Journalists play a vital role in our democracy. Parliament is a fundamental democratic institution, but I believe that journalism is, as well. Just look at what programs like Enquête and The Fifth Estate have achieved. Those are two of the most commonly used examples, but they are not the only ones. All journalists, including our friends in the parliamentary press gallery and parliamentary correspondents—they all do extremely important work.
In order to do their job, however, they must be able to work freely, without undue interference. Unfortunately, we have seen a very troubling trend in that regard. There have been some disturbing examples, like the ones reported in Quebec, specifically in Montreal involving Patrick Lagacé and Joël-Denis Bellavance, but we have also seen a broader, long-term trend that should be setting off alarm bells among those who care about our democracy.
For example, under the Liberal government, Canada's global ranking for freedom of the press dropped 14 points. That raises a lot of questions. That is why Bill S-231 is a real step in the right direction, quite timely, and so important.
The bill will do a number of things. It will allow journalists to better protect their sources. That is important because when journalistic sources do not feel protected, they keep quiet. Speaking of sources, they are drying up. They are holding on to information that can sometimes be crucial, which prevents journalists from giving us the complete story and getting to the bottom of things.
Through the proposed legislative changes in this bill, a journalist could refuse to disclose information if he believes that the confidentiality of his source would be compromised. In fact, the onus is reversed. Now it will be up to the police to prove that the information they are looking for is more important for public safety than the right to protect sources. That is a key component.
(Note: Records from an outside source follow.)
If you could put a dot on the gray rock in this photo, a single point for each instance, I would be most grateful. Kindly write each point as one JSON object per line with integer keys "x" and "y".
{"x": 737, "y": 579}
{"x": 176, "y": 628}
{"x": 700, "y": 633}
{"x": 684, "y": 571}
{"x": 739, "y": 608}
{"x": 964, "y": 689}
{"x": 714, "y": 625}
We are also going to take the power to issue search and surveillance warrants away from justices of the peace. Obviously, we still need some judges to have this power, so it will be transferred to superior court judges. I think this is a very important change. I would like to cite one figure I find quite surprising: 98% of the search or surveillance warrants requested by Montreal police were granted. I think that is a very high success rate. It is not that I do not trust the police or think they are not being diligent, but that percentage seems a little high to me. I think it is a good idea to keep a close eye on this.
Let us take a closer look at what this bill is proposing. A judge will be able to appoint defence counsel, of a sort. Normally, when this kind of warrant is requested, the journalist or media outlet being targeted is not notified.
Obviously, someone who wants to conduct a search or surveillance is not going to notify the target. The target does not know what is going on. Having a special advocate to defend the rights of the journalist or media outlet will ensure that all perspectives are taken into account and result in a more fair and comprehensive legal process. There are other elements that I will not mention here today, but I think they are all very important.
Nevertheless, I want to emphasize that this bill is not perfect. During the Senate debates, the definitions of “media” and “journalist” were narrowed somewhat. We have so many platforms nowadays that it is hard to pin down who exactly is a journalist, who is a part-time or full-time journalist, and what counts as traditional media versus new media. It is important to work with fairly broad definitions of “journalist” and “media” even if that means judges have to make their own calls about that as necessary.
This is an important bill whose time has come. I know the Liberals slowed the process down a bit, but I think they eventually came around to our view that we really have to pass this bill quickly. I hope that this bill will be sent to committee soon and come back to us for third reading before too long. That is all I have to say.